The Man Booker Prize

The Story of the Lost Child Interview

Elena Ferrante tells us about her belief that ‘books, once they are written, have no need of their authors’, and translator Ann Goldstein reveals what she would say to someone pursuing the identity of Elena Ferrante.

This is the sixth in our series of Man Booker International Prize 2016 longlisted author and translator interviews.


Elena Ferrante, author of The Story of the Lost Child

What has it been like to be longlisted?

Very pleasing. I feel a great relief every time my books are warmly welcomed into another language. I am grateful to Ann Goldstein for the care she takes with them.


Can you give us a taste of your longlisted novel The Story of the Lost Child?

It’s the final chapter of a story that accompanies its characters from childhood to old age. While Lena, despite a thousand disappointments and compromises, continues to the end to view her own life as blessed with luck, Lila experiences an absolute pain that removes meaning from her life.


Is there an author from Italy who you think should be translated into English?

I can think of a long list of talented authors – contemporary Italian literature is very interesting – and I can’t decide, also because I don’t know if the texts I have found most interesting have already been translated or not. So I will limit myself to mentioning the last two books I have read: Valeria Parrella’sTroppa importanza all’amore, and Marina Bellezza by Silvia Avallone.


Tell us more about your belief that ‘books, once they are written, have no need of their authors’…

A book always contains and safeguards its author.  When it’s finished, it’s as if the very ability to write is engulfed.  It’s not easy to bring it back to the light, it’s always a gamble.
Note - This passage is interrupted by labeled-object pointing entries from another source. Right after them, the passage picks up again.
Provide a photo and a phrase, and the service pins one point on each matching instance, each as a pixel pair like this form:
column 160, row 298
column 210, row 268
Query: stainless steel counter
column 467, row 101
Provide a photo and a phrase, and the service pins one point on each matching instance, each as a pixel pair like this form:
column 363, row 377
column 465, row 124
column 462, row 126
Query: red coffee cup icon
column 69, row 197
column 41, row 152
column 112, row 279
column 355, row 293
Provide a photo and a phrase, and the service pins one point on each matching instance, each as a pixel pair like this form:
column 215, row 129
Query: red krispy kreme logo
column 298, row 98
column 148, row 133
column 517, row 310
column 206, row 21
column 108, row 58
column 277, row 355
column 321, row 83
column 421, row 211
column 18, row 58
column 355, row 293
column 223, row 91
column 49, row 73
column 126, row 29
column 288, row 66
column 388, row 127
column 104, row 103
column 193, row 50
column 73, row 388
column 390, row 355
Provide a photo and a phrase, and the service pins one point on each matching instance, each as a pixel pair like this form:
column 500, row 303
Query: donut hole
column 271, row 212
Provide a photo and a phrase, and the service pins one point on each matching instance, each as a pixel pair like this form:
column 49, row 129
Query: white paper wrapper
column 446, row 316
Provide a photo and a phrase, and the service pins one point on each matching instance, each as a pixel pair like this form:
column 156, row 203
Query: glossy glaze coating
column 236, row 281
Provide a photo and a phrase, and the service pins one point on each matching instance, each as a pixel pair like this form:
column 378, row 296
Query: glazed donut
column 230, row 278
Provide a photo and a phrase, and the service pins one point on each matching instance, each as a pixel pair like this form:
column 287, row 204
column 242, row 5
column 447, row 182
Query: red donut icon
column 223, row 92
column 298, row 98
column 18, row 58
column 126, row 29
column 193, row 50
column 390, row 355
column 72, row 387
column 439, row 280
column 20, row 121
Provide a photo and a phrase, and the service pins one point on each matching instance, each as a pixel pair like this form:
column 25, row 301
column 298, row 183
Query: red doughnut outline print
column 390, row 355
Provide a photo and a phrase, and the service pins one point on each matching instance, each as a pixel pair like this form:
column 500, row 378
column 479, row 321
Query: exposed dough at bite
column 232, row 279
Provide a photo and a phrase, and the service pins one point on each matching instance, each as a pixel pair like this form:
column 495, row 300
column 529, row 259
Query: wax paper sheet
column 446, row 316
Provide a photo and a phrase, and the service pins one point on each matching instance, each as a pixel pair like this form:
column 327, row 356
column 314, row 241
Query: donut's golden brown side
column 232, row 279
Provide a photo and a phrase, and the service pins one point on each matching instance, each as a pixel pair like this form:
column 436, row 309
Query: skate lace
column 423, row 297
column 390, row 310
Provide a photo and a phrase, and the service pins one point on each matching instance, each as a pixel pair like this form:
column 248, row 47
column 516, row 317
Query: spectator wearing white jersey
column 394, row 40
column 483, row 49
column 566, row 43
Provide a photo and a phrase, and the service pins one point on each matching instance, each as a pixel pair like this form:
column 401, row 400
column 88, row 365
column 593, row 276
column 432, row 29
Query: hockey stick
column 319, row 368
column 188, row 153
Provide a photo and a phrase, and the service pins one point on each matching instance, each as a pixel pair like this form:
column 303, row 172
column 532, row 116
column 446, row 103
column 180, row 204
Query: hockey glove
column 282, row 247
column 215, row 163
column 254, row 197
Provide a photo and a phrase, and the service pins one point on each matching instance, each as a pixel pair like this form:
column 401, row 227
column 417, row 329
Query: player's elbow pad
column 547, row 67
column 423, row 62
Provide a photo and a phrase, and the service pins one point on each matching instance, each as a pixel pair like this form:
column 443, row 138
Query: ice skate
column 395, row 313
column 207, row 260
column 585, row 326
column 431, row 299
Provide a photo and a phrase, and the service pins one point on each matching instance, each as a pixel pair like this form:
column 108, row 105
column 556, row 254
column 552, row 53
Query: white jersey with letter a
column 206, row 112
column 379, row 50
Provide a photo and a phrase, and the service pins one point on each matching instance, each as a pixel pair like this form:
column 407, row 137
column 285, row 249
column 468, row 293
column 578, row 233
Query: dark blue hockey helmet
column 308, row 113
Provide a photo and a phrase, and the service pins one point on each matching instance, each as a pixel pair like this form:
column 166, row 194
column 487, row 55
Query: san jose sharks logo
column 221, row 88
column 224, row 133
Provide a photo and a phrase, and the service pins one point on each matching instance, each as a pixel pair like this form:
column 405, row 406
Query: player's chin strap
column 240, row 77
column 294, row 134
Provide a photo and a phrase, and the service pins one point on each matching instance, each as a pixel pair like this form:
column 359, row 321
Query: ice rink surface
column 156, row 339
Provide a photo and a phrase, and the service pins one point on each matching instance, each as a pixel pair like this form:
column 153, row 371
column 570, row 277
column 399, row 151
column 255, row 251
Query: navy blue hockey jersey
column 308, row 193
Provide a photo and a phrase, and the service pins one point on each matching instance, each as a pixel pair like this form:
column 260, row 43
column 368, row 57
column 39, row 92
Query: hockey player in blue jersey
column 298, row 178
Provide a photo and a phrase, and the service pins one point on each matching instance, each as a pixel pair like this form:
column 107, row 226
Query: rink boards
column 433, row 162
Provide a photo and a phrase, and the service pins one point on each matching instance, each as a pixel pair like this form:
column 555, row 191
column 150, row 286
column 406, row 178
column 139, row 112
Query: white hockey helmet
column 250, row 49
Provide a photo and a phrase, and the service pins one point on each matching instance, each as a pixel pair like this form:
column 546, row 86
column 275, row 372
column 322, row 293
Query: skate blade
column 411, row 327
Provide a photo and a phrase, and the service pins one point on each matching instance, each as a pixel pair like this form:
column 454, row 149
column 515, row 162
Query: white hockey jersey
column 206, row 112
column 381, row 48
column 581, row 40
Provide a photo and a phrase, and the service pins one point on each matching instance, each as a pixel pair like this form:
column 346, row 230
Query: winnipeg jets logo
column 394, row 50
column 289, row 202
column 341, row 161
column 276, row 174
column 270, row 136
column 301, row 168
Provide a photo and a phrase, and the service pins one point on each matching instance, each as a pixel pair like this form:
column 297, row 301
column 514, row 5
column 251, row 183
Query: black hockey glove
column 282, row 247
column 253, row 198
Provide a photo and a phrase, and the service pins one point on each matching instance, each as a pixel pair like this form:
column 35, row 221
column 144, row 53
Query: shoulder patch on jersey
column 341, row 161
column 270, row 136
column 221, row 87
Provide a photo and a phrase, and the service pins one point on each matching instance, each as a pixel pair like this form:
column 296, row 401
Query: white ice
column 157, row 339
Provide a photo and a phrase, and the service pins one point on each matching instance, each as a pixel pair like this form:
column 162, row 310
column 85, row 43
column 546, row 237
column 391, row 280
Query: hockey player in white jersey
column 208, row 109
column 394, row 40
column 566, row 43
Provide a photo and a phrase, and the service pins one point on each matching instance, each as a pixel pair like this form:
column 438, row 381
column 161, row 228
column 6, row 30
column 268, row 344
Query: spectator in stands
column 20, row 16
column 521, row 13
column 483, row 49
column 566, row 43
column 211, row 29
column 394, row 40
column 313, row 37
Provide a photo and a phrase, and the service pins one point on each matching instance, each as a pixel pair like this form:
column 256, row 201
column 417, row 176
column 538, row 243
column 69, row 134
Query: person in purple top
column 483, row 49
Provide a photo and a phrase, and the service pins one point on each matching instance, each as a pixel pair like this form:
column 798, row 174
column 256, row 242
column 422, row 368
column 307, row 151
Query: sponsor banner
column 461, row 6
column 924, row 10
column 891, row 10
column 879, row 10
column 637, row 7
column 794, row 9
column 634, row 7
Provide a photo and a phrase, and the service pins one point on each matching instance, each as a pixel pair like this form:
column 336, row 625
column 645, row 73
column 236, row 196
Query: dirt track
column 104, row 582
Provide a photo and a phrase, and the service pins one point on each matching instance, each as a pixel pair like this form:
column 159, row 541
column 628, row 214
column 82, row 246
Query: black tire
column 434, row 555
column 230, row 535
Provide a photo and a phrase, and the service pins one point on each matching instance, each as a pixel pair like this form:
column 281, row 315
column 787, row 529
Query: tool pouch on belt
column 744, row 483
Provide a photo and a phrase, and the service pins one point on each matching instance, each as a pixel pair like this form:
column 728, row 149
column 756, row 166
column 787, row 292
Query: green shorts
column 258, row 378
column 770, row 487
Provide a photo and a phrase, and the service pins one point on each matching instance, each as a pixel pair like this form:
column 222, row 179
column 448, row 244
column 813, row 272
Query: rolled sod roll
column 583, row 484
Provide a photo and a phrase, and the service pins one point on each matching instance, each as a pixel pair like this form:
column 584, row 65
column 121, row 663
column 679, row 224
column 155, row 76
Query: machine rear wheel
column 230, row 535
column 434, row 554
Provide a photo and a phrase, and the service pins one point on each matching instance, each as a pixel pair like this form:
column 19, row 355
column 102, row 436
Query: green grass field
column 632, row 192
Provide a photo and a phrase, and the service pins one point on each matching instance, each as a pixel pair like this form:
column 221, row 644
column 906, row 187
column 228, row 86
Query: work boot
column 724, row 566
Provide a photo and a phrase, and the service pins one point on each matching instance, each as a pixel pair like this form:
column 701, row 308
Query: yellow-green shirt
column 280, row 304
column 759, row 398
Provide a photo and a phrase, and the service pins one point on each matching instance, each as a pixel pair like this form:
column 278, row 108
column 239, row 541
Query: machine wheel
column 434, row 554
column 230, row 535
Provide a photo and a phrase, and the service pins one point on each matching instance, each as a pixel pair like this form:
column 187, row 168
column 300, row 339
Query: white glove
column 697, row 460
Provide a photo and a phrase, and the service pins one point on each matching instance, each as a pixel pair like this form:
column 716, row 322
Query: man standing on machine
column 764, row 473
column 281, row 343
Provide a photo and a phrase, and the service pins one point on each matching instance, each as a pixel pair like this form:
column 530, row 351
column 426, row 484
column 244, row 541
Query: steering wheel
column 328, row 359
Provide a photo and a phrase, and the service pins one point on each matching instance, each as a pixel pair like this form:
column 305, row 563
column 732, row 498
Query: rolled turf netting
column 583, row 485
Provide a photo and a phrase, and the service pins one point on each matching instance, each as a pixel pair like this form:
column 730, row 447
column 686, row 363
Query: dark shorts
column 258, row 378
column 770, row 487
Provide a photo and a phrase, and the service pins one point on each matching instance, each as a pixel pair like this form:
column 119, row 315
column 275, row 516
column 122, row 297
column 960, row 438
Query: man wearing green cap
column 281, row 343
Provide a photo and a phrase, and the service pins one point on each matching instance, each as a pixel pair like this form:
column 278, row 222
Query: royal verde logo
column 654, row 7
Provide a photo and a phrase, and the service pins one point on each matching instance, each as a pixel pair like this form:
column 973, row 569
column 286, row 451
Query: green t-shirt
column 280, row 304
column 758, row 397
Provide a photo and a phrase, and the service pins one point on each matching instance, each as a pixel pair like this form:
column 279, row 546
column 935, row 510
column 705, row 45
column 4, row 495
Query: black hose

Those who write then, once they have stopped writing, become, like Proust’s Bergotte, unimportant, disappointing even.  For me publishing means deciding to send books into the public arena and counting on the self-sufficiency of the writing.  It’s useless, perhaps out of place, to look for readers: if the books deserve them, they will surely find them.

Ann Goldstein, translator of The Story of the Lost Child

What has it been like to be longlisted?

It was a complete surprise, and an honour, and exciting to me, but the Man Booker International doesn’t seem to be very well known in the U.S., so there hasn’t been much publicity around it.


What did you like most about translating The Story of the Lost Child?   

I liked working on the ending—though not at all because it was the end. This is the fourth book of a tetralogy, and I was distressed by the idea that the story had to end; I couldn’t imagine how it would end. But what Ferrante did is beautiful, satisfying, and true to the narrative, and working on it, trying to understand and convey the nuances of its complications, was perhaps what I liked most about translating the book.


What would you say to someone pursuing the identity of Elena Ferrante?

Don’t. It’s not important: as Ferrante says, the books speak for themselves.